Re: [PATCH 2/9] spaceman/defrag: pick up segments from target file

Dave Chinner <david@xxxxxxxxxxxxx> · Fri, 19 Jul 2024 14:59:21 +1000

On Thu, Jul 18, 2024 at 07:03:40PM +0000, Wengang Wang wrote:
> 
> 
> > On Jul 16, 2024, at 9:11 PM, Dave Chinner <david@xxxxxxxxxxxxx> wrote:
> > 
> > On Tue, Jul 16, 2024 at 08:23:35PM +0000, Wengang Wang wrote:
> >>> Ok, so this is a linear iteration of all extents in the file that
> >>> filters extents for the specific "segment" that is going to be
> >>> processed. I still have no idea why fixed length segments are
> >>> important, but "linear extent scan for filtering" seems somewhat
> >>> expensive.
> >> 
> >> Hm… fixed length segments — actually not fixed length segments, but segment
> >> size can’t exceed the limitation.  So segment.ds_length <=  LIMIT.
> > 
> > Which is effectively fixed length segments....
> > 
> >> Larger segment take longer time (with filed locked) to defrag. The
> >> segment size limit is a way to balance the defrag and the parallel
> >> IO latency.
> > 
> > Yes, I know why you've done it. These were the same arguments made a
> > while back for a new way of cloning files on XFS. We solved those
> > problems just with a small change to the locking, and didn't need
> > new ioctls or lots of new code just to solve the "clone blocks
> > concurrent IO" problem.
> 
> I didn’t check the code history, but I am thinking you solved the problem
> by allow reads to go while cloning is in progress? Correct me if I'm wrong.
> The problem we hit is (heart beat) write timeout.  

The reason this worked (allowing shared reads through and not
writes) was that the VM infrastructure this was being done for uses
a sidecar write channel to redirect writes while a clone is being
done. i.e. writes are not blocked by the clone in progress because
they are being done to a different file.

When the clone completes, those writes are folded back into the
original image file. e.g. see the `qemu-img commit -b <backing file>
<file with delta writes>` which will fold writes to a sidecar write
file back into the original backing file that was just cloned....

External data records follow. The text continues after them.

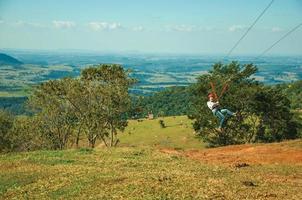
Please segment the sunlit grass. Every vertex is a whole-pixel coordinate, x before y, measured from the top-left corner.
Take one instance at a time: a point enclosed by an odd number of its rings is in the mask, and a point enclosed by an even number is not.
[[[69,162],[72,161],[72,162]],[[0,156],[2,199],[299,199],[299,166],[235,169],[150,147]]]
[[[161,128],[163,120],[166,128]],[[200,149],[204,143],[195,136],[192,121],[187,116],[164,117],[153,120],[130,120],[120,135],[121,146],[159,146],[177,149]]]
[[[186,116],[131,120],[120,141],[117,148],[2,154],[0,199],[302,198],[300,165],[236,168],[163,153],[162,148],[204,148]],[[301,144],[272,145],[301,149]]]

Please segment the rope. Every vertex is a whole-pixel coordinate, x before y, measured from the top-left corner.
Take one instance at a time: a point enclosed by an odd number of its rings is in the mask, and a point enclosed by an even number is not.
[[[279,42],[281,42],[281,40],[283,40],[284,38],[286,38],[287,36],[289,36],[292,32],[294,32],[295,30],[297,30],[300,26],[302,26],[302,23],[298,24],[293,29],[291,29],[290,31],[288,31],[279,40],[277,40],[276,42],[274,42],[269,48],[267,48],[266,50],[264,50],[257,58],[259,58],[259,57],[263,56],[264,54],[266,54],[269,50],[271,50],[274,46],[276,46]]]
[[[225,82],[224,85],[223,85],[222,91],[221,91],[220,95],[218,96],[217,93],[216,93],[215,85],[212,81],[210,82],[210,85],[211,85],[211,88],[212,88],[212,94],[214,95],[214,98],[216,100],[219,100],[229,87],[229,84],[227,82]]]
[[[215,90],[215,85],[212,81],[210,82],[210,84],[211,84],[211,88],[212,88],[212,93],[214,94],[214,98],[218,100],[218,96],[217,96],[217,93]]]
[[[241,36],[241,38],[236,42],[236,44],[231,48],[225,58],[229,57],[233,50],[239,45],[239,43],[245,38],[245,36],[250,32],[250,30],[255,26],[255,24],[259,21],[259,19],[264,15],[264,13],[269,9],[269,7],[273,4],[274,0],[272,0],[266,8],[260,13],[260,15],[256,18],[256,20],[252,23],[252,25],[247,29],[247,31]]]
[[[219,95],[219,99],[222,97],[222,95],[224,94],[224,92],[227,90],[228,87],[229,87],[229,84],[227,84],[227,83],[224,84],[223,89]]]

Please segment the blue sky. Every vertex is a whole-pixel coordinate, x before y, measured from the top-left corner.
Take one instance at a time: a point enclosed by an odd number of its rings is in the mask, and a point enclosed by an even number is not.
[[[0,0],[0,48],[226,54],[270,1]],[[275,0],[233,54],[301,22],[302,0]],[[302,27],[269,54],[302,55]]]

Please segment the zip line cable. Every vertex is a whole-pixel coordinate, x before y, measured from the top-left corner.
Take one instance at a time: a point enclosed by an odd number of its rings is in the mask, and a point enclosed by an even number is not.
[[[292,32],[294,32],[295,30],[297,30],[300,26],[302,26],[302,23],[298,24],[293,29],[291,29],[290,31],[288,31],[279,40],[277,40],[270,47],[268,47],[266,50],[264,50],[257,58],[259,58],[259,57],[263,56],[264,54],[266,54],[269,50],[271,50],[274,46],[276,46],[279,42],[281,42],[281,40],[283,40],[284,38],[286,38],[287,36],[289,36]]]
[[[250,30],[255,26],[255,24],[259,21],[259,19],[264,15],[264,13],[267,11],[267,9],[269,9],[269,7],[271,7],[271,5],[273,4],[274,0],[272,0],[267,6],[266,8],[260,13],[260,15],[256,18],[256,20],[252,23],[252,25],[247,29],[247,31],[241,36],[241,38],[236,42],[236,44],[231,48],[231,50],[228,52],[227,57],[229,57],[231,55],[231,53],[233,52],[233,50],[239,45],[239,43],[245,38],[245,36],[250,32]]]

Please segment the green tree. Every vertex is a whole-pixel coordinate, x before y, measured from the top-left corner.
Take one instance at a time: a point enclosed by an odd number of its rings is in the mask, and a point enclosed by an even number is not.
[[[253,108],[259,117],[257,140],[263,142],[295,139],[298,126],[290,112],[289,99],[277,88],[266,87],[255,93]]]
[[[292,83],[284,83],[276,86],[276,89],[282,92],[290,99],[291,108],[295,110],[302,110],[302,80]]]
[[[87,127],[92,147],[98,137],[106,146],[116,146],[118,130],[123,131],[127,126],[126,113],[130,108],[128,89],[135,80],[129,78],[129,71],[121,65],[102,64],[83,70],[81,81],[86,88],[84,99],[91,103],[88,107],[99,110],[89,119],[94,126]],[[90,113],[93,113],[92,110]]]
[[[13,116],[4,111],[0,110],[0,152],[8,151],[11,146],[10,141],[10,130],[13,127]]]
[[[117,145],[118,130],[127,126],[128,89],[135,82],[128,73],[120,65],[102,64],[84,69],[80,78],[36,87],[29,102],[53,148],[65,148],[70,137],[78,144],[81,132],[92,148],[97,139]]]
[[[37,86],[29,99],[35,111],[36,126],[52,149],[64,149],[76,122],[71,104],[64,99],[70,79],[51,80]]]
[[[10,131],[11,151],[32,151],[37,149],[49,149],[49,141],[40,135],[38,119],[31,116],[15,117]]]
[[[195,119],[193,126],[196,132],[211,146],[297,137],[288,99],[281,91],[271,90],[255,81],[252,75],[256,71],[252,64],[217,63],[192,87],[190,118]],[[207,94],[211,92],[210,82],[215,83],[218,94],[226,83],[229,85],[219,102],[222,107],[238,113],[238,117],[229,118],[223,132],[216,131],[218,120],[206,105]],[[264,133],[266,136],[261,136]]]

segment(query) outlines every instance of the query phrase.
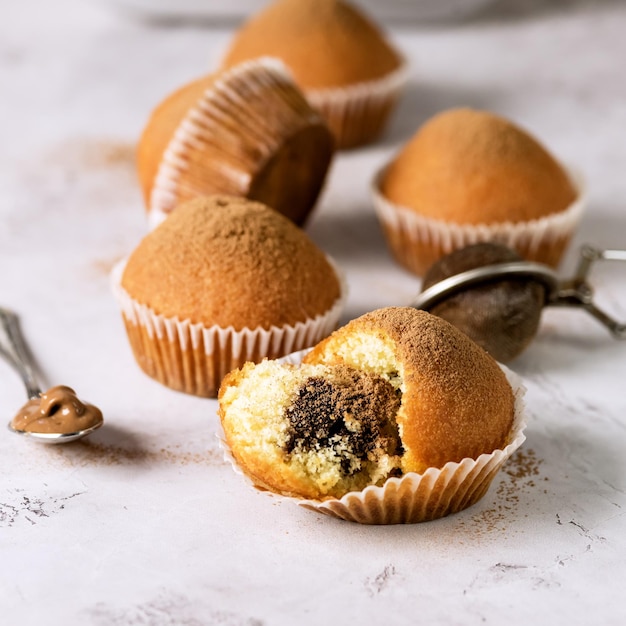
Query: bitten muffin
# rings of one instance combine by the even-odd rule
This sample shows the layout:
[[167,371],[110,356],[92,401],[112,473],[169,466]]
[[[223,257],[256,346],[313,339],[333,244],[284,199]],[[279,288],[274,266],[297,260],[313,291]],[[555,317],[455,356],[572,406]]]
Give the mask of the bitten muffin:
[[349,365],[400,391],[396,422],[404,472],[506,445],[513,393],[502,370],[465,334],[425,311],[389,307],[367,313],[315,346],[304,362]]
[[333,152],[325,121],[284,66],[258,59],[168,96],[143,131],[137,168],[153,226],[212,194],[263,202],[302,225]]
[[180,205],[113,278],[141,368],[200,396],[246,361],[314,345],[342,304],[337,271],[304,232],[227,196]]
[[448,322],[392,307],[335,331],[300,366],[231,372],[219,415],[258,487],[344,519],[415,522],[484,495],[523,441],[519,396]]
[[327,119],[338,147],[382,132],[406,82],[405,62],[379,27],[343,0],[277,0],[236,33],[225,67],[282,59]]
[[341,497],[382,484],[399,467],[400,399],[380,376],[354,368],[264,361],[220,389],[226,440],[262,488]]
[[374,187],[393,254],[419,275],[477,241],[504,243],[555,266],[583,206],[580,187],[536,139],[473,109],[427,121]]

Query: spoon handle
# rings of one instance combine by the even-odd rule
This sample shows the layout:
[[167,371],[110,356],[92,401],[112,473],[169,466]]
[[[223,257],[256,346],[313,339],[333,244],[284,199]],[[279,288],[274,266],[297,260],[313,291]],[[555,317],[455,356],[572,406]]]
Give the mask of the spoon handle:
[[26,348],[18,317],[0,307],[0,356],[20,375],[29,398],[38,398],[41,388],[35,376],[35,365]]

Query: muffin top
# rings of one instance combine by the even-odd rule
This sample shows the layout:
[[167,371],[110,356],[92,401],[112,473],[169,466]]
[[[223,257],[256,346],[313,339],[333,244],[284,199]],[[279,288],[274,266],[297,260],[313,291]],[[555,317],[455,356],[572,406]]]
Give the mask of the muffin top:
[[537,219],[564,211],[577,196],[539,142],[473,109],[426,122],[387,167],[380,190],[420,215],[458,224]]
[[235,330],[303,322],[340,297],[335,270],[303,231],[228,196],[180,205],[130,255],[122,287],[157,314]]
[[477,458],[508,443],[514,397],[506,376],[465,334],[425,311],[366,313],[319,343],[305,362],[345,364],[398,389],[405,472]]
[[274,56],[304,89],[382,78],[402,65],[379,28],[342,0],[276,0],[246,22],[224,59],[231,67]]

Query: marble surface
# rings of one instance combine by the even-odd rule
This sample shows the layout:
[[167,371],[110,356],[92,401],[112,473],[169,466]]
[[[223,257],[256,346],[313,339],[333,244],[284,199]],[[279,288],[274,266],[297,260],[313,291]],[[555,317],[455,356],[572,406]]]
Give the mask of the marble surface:
[[[408,302],[367,181],[430,115],[498,111],[585,175],[582,243],[626,248],[626,6],[496,3],[404,24],[411,84],[387,134],[341,154],[308,228],[345,269],[344,319]],[[361,527],[256,492],[223,461],[216,403],[135,365],[108,272],[146,230],[133,149],[151,108],[212,67],[232,26],[150,25],[107,3],[43,0],[0,20],[0,301],[42,379],[99,405],[84,443],[0,432],[0,607],[11,624],[623,624],[626,343],[549,309],[511,364],[527,441],[473,508]],[[593,273],[626,319],[626,267]],[[0,414],[23,402],[0,363]]]

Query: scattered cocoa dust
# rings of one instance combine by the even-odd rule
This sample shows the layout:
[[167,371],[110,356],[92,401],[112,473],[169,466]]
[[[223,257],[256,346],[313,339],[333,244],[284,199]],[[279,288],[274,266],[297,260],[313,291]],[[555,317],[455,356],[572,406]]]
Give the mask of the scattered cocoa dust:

What I'm suggesting is that when you run an backing file
defragmentation, you use the same sidecar write setup as cloning
whilst the defrag is done. Reads go straight through to the backing
file, and writes get written to a delta write file. When the defrag
is done the delta write file gets folded back into the backing file.

But for this to work, UNSHARE needs to use shared read locking so
that read IO can be directed through the file at the same time as
the UNSHARE is running. If this works for CLONE to avoid read and
write blocking whilst the operation is in progress, the same
mechanism should be able to be used for UNSHARE, too. At this point
defrag using CLONE+UNSHARE shouldn't ever block read IO and
shouldn't block write IO for any significant period of time,
either...

-Dave.

-- 
Dave Chinner
david@xxxxxxxxxxxxx